I think they are interchangeable.


----------



## bens (Apr 10, 2019)

Cool. Thank you for your help. Do you know what the letter d means?


----------



## zgrav (Apr 10, 2019)

You can google for the JRC4580 datasheet and see what it says.  I checked earlier to see it was the same data sheet for both versions.   Sometimes the last letter refers to the specs (higher specs for military chips compared to industrial), but it might also just refer to the packaging since there are DIP and SMD versions of this chip available.


----------



## the_grumpy_gnome (Apr 10, 2019)

Yep. "D" means "DIP-8" or "dual inline package with 8 pins" which is the most common type you're gonna see (it's the classic four pins per side).  When it's written w/o the D it's usually just shorthand.


----------



## bens (Apr 11, 2019)

cool. thank you so much guys.


----------



## alan441 (Sep 8, 2019)

does anyone know if JRC4560D would work here? Thanks


----------



## Cybercow (Sep 8, 2019)

alan441 said:


> does anyone know if JRC4560D would work here? Thanks


The 4560 should work in place of a 4580 as they have identical pinouts.

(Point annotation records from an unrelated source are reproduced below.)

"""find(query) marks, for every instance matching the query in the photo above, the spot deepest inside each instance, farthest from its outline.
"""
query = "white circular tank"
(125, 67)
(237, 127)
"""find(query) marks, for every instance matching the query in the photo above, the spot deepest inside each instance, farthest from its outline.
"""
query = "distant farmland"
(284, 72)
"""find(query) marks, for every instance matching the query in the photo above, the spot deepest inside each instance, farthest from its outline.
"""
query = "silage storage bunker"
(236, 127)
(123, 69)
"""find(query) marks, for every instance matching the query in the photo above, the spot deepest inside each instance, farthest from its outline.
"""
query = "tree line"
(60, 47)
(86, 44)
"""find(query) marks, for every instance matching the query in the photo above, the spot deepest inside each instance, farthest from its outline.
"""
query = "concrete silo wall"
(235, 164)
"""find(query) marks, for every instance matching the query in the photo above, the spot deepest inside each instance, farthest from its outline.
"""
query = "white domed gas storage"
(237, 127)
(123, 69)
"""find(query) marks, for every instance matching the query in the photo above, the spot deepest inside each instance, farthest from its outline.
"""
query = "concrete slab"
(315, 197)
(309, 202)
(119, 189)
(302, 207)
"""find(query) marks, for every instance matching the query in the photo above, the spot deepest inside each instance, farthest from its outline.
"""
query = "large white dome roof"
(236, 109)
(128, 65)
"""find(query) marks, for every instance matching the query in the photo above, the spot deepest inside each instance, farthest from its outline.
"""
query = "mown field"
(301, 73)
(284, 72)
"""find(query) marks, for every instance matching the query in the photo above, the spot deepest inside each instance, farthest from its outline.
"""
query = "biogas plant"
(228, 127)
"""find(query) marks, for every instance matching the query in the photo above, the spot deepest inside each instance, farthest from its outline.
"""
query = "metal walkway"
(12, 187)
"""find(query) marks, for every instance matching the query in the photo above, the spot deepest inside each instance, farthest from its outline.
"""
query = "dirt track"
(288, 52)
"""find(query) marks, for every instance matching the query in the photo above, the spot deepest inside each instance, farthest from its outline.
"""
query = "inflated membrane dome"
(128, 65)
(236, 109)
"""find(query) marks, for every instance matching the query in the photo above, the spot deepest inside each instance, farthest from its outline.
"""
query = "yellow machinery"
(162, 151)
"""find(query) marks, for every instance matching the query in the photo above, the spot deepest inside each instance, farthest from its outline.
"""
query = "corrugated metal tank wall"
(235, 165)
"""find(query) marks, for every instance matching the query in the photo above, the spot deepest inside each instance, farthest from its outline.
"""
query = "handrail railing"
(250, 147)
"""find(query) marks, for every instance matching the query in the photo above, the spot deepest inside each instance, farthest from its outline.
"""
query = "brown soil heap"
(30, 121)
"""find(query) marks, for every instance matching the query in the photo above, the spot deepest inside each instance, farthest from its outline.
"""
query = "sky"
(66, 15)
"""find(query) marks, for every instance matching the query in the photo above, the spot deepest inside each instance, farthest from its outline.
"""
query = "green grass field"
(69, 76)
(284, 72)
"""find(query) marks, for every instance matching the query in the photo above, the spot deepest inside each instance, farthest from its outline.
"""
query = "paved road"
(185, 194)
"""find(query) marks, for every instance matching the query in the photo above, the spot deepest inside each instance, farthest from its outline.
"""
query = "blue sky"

I'd check the datasheets and compare them to be sure the other specifications are similar enough warrant the exchange.


----------



## Barry (Sep 8, 2019)

bens said:


> Hi everybody. im pretty new to this, so maybe my question is totally stupid. i want to build both the parthenon and the paragon and noticed that the parthenon uses JRC4580 and the paragon JRC4580d. i happen to have access to only JRC4580d. can somebody tell me the difference between those two?


I just built those two, you're going to love them!


----------